CIUDAD DE MÉXICO, 24 de febrero de 2021.- Al igual que las vacunas contra la Covid 19, el Secretario General de las Naciones Unidas, António Guterres, señaló que los derechos humanos no conducirán a un mundo más saludable si solo están disponibles para unos pocos privilegiados.

En sus palabras durante el Informe de la Asamblea General sobre el llamado a la acción por los derechos humanos, hizo un llamamiento a todos los Estados Miembros para que garanticen que la Oficina del Alto Comisionado para los Derechos Humanos, los mecanismos de los órganos creados en virtud de tratados y otras actividades críticas de derechos humanos tengan los recursos necesarios para llevar a cabo este mandato y cumplir la promesa compartida de proteger y promover los derechos humanos.

“Necesitamos una determinación renovada, concertada y mundial para garantizar la protección de los derechos humanos de todas las personas, en todas partes y en todas las situaciones. Todos debemos unir fuerzas para cumplir”, indicó.

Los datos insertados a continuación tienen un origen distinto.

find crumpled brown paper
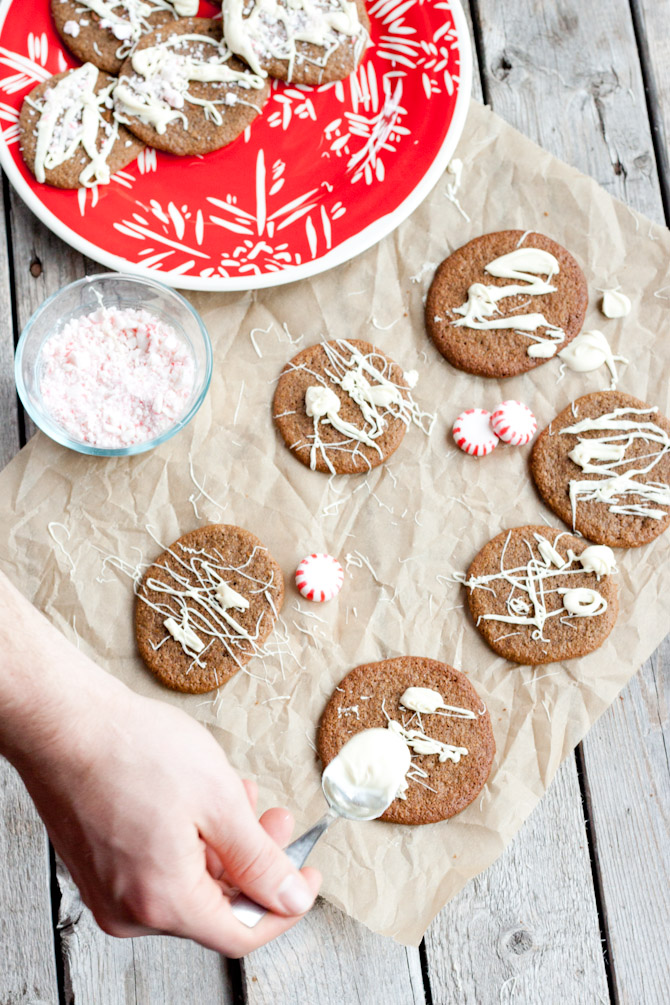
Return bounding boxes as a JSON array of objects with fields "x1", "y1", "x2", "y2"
[{"x1": 0, "y1": 97, "x2": 670, "y2": 945}]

El Secretario General de la ONU dijo que solo trabajando juntos podrán forjar un nuevo contrato social que refleje el respeto y la protección de todas las personas y tenga sus raíces en los derechos humanos universales.

Al entrar en el segundo año del Llamado a la Acción, confió trabajar en estrecha colaboración con todos para cumplir las más altas aspiraciones de los pueblos del mundo: los derechos humanos y la dignidad para todos, reiteró.

De la devastación y el sufrimiento causado por la pandemia de Covid 19, lamentó que ha afectado a todas las sociedades. “La crisis de salud se convirtió rápidamente en una crisis económica, una crisis humanitaria y una crisis de derechos humanos”, alertó.

“La pandemia ha golpeado fuertemente los derechos económicos, sociales, culturales, civiles y políticos en todas las regiones, revelando una vez más su profunda correlación. Los sistemas de derechos y protección se han probado, debilitado y, en algunos lugares, roto”, lamentó Guterres.

Agregó que las mujeres, las minorías, las personas adultas mayores, las personas con discapacidad, los pueblos indígenas y otros han sufrido de manera desproporcionada, pues también han sido testigos, con el pretexto de la pandemia, de una proliferación de medidas autoritarias de seguridad y emergencia destinadas a reprimir las voces disonantes, abolir las libertades más fundamentales, silenciar a los medios independientes y obstruir y estrangular el espacio cívico.

“Se han expuesto desigualdades y patrones de discriminación: sistemas de salud inadecuados; protección social insuficiente; desigualdades estructurales, en particular una fuerte disminución de la igualdad de género; degradación ambiental; la crisis climática”, advirtió el Secretario General de la ONU.